Give us joy to balance our affliction, for the years when we knew misfortune. Psalm 90:15
A few months ago, I was talking with a man who had lived a charmed life. He had grown up in a loving home with parents who cared deeply for him and desired the best for him. He had a wonderful education and excelled in his career. He had good friends, got married, had children, travelled and basically did all the things he wanted to do. Everything was going so well—until he was diagnosed with an illness that ended his career and eventually his marriage. As the disease progressed, he became more physically incapacitated and had to hire aides to help him at home.
He told me about one of his aides, a woman whose life had the opposite trajectory from his. Her early life was full of affliction and misfortune. She had grown up in a home without love where she was abused in every way imaginable. She lacked education and family support. Eventually, she ended up in prison. After leaving prison, she entered a treatment program that enabled her to turn her life around and move in a different direction. Now she supports herself by taking care of vulnerable people. She has found love and is engaged to be married.

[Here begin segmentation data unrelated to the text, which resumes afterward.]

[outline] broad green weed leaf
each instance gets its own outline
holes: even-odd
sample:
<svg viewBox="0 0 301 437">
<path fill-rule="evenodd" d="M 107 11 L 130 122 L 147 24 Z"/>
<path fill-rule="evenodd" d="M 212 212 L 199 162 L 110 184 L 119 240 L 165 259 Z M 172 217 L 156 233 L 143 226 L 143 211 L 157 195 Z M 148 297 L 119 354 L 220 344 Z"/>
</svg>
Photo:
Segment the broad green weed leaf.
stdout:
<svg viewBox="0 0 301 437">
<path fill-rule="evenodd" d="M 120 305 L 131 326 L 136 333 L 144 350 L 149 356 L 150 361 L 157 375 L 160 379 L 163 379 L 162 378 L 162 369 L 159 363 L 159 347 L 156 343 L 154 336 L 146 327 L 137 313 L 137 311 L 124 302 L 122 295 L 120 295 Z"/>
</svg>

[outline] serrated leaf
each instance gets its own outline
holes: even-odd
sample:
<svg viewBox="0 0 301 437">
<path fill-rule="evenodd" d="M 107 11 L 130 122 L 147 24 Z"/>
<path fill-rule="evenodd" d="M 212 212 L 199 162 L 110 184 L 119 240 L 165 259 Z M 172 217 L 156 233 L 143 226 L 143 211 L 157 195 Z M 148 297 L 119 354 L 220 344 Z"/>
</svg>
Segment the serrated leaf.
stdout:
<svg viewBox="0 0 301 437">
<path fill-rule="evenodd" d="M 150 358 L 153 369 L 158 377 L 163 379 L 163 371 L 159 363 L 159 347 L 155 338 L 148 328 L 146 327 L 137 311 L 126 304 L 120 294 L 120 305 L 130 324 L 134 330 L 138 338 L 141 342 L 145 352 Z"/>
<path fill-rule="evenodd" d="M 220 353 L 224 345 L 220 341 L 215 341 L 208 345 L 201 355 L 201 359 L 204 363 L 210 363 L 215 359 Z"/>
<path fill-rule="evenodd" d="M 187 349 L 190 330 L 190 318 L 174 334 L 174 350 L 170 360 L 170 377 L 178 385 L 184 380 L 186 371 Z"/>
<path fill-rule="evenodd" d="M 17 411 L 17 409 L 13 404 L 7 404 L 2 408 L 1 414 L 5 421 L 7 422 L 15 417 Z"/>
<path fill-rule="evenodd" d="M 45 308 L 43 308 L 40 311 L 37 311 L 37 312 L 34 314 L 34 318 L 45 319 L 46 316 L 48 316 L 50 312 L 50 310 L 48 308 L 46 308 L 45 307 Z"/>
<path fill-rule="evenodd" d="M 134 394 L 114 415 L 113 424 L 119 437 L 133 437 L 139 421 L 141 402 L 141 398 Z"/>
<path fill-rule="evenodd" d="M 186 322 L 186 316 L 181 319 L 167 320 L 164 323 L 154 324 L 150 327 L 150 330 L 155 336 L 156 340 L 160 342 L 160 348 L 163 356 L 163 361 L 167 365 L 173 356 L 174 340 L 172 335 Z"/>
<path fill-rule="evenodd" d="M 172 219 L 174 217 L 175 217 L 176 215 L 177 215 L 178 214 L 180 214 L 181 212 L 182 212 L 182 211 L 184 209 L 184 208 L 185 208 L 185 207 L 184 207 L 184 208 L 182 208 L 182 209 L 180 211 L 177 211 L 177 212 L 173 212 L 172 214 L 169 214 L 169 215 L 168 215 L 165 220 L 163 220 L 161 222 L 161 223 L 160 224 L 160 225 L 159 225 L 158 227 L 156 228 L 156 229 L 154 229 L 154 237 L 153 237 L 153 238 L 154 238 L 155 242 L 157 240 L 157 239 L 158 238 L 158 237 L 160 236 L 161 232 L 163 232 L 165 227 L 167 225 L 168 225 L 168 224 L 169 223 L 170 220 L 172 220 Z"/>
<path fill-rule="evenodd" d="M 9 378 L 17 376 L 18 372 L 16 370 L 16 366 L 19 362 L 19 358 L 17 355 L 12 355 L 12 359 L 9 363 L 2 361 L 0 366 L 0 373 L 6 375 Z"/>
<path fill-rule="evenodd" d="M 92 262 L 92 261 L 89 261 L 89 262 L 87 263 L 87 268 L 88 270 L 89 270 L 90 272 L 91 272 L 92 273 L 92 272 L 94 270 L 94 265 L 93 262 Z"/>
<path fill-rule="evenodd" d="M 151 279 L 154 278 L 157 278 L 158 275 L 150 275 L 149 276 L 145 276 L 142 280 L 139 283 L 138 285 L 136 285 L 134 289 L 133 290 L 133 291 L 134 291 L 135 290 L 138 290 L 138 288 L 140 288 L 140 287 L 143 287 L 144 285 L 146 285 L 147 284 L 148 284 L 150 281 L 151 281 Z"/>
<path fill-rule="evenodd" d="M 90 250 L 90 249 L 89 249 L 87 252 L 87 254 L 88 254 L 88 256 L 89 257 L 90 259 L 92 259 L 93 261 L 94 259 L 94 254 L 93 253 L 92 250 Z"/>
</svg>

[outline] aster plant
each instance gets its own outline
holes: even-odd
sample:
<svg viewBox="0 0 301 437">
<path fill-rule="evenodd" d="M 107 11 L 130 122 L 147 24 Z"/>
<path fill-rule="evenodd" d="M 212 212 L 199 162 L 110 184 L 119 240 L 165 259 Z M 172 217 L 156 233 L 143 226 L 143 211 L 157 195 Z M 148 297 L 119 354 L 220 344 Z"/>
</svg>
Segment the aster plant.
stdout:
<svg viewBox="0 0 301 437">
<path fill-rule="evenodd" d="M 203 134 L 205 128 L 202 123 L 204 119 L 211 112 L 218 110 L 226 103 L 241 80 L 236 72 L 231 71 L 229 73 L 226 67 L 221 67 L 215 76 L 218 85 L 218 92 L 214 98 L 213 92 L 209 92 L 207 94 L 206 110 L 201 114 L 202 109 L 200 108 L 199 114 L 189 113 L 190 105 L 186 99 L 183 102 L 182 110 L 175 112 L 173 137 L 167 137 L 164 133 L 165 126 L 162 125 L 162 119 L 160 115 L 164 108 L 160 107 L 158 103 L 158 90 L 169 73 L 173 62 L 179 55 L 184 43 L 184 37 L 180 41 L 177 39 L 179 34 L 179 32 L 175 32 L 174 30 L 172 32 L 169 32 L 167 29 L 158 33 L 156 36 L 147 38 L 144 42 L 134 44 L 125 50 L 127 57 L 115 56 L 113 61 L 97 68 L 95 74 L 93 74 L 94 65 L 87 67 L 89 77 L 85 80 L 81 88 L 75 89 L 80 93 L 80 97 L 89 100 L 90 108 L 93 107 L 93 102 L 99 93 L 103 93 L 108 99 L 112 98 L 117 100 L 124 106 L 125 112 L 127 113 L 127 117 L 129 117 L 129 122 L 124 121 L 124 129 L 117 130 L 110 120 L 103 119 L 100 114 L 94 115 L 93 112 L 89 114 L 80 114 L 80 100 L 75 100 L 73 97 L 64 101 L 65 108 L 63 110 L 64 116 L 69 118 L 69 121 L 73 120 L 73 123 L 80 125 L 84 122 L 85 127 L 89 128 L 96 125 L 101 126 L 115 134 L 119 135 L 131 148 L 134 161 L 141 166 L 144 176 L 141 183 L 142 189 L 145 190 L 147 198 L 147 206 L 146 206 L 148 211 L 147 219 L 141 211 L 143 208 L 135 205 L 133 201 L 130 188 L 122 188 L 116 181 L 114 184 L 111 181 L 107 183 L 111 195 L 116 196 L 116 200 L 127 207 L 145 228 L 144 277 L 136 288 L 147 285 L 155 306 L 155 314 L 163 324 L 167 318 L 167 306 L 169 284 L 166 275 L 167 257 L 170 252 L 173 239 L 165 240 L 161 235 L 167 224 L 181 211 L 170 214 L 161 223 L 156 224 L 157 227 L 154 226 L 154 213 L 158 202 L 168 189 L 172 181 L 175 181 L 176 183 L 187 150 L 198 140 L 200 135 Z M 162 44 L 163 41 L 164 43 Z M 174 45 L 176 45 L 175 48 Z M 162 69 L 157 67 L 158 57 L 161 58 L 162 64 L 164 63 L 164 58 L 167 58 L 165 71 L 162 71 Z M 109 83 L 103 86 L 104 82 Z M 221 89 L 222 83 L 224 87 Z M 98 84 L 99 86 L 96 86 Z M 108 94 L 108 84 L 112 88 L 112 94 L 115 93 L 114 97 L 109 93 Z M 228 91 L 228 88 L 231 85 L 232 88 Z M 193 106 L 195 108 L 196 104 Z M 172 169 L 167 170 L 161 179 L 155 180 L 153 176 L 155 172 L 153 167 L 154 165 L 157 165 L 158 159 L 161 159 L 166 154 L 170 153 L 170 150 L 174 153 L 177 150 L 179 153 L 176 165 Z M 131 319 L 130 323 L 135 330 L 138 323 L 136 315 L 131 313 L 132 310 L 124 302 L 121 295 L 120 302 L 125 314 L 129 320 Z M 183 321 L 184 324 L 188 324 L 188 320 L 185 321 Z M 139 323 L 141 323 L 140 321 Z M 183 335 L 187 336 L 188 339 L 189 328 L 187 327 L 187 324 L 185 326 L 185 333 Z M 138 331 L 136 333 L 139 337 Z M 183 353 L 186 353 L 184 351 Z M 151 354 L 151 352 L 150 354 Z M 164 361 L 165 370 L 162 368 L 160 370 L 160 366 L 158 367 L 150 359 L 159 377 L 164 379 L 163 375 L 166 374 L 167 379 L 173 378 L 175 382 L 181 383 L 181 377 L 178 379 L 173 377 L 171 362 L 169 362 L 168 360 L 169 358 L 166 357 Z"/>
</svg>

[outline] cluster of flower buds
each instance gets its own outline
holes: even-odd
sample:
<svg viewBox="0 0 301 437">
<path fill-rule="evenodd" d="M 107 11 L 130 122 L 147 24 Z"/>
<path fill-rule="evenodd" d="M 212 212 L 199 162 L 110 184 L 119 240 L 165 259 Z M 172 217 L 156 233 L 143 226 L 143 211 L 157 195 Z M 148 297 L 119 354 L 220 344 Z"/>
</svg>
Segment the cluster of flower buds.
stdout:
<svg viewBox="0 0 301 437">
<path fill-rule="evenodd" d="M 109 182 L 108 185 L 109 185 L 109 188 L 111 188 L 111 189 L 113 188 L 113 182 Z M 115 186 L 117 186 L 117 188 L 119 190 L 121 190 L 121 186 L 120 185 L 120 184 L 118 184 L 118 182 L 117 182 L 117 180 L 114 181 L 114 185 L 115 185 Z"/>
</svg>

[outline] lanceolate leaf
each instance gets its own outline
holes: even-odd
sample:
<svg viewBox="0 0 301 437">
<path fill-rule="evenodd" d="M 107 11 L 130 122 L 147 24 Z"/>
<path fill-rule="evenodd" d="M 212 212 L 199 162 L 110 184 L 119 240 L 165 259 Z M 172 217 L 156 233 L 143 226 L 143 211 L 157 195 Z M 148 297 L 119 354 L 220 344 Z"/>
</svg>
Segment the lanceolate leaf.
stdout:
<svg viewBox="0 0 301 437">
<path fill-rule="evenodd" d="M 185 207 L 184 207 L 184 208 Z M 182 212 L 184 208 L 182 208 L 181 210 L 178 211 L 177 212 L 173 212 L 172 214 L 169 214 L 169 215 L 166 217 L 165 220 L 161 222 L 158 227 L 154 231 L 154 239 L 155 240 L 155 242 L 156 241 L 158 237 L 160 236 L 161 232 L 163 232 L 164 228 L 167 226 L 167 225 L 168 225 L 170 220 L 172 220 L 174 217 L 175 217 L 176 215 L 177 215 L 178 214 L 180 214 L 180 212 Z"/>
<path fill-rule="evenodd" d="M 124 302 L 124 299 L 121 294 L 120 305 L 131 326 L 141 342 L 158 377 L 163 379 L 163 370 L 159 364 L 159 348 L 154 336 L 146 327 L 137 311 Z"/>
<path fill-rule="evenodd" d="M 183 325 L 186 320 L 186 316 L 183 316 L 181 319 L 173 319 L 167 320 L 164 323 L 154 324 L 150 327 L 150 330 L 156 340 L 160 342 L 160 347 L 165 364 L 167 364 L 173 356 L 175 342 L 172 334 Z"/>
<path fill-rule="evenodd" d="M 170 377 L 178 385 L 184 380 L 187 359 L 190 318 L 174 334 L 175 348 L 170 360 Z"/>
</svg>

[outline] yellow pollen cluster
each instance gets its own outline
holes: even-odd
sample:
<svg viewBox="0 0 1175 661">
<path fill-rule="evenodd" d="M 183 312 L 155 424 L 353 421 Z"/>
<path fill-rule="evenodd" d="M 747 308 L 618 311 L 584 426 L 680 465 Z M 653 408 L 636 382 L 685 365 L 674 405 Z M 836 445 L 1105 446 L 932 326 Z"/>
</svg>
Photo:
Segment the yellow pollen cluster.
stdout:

This man, with his Job-like challenges, has a wonderful attitude and outlook on life. When his career ended, he went back to school so he could begin a second career, one that was not dependent on his physical abilities. His body is failing, but his mind is still thriving.
As he and I talked, I thought about how some of us know affliction and misfortune early in life, while others face them later.
This man told me he and his aide talk about how their lives have intersected because of his illness, how they would never have gotten to know one another in the way they do if he had not become sick. He believes that her story is the more amazing because she has overcome so much; he is in awe of her.
I stand in awe of both of them. He, for his positive attitude in the face of a debilitating disease; she, for her determination to overcome her past and create a new life for herself.
Not anywhere as extreme as his aide’s, but my early life was marked by chaos and trauma. I was a shy child and very anxious. School was a nightmare to me socially, although I loved learning, and being in school felt safe. My unresolved childhood trauma made me vulnerable to abuse as a young adult.
Like his aide, I finally feel I have come into my own. I am confident in what I learned from my career, pursuing things that interest me, comfortable in my own skin and living in joy.
How about you? Did you know misfortune early in life or later? Do you know joy now which balances out past afflictions?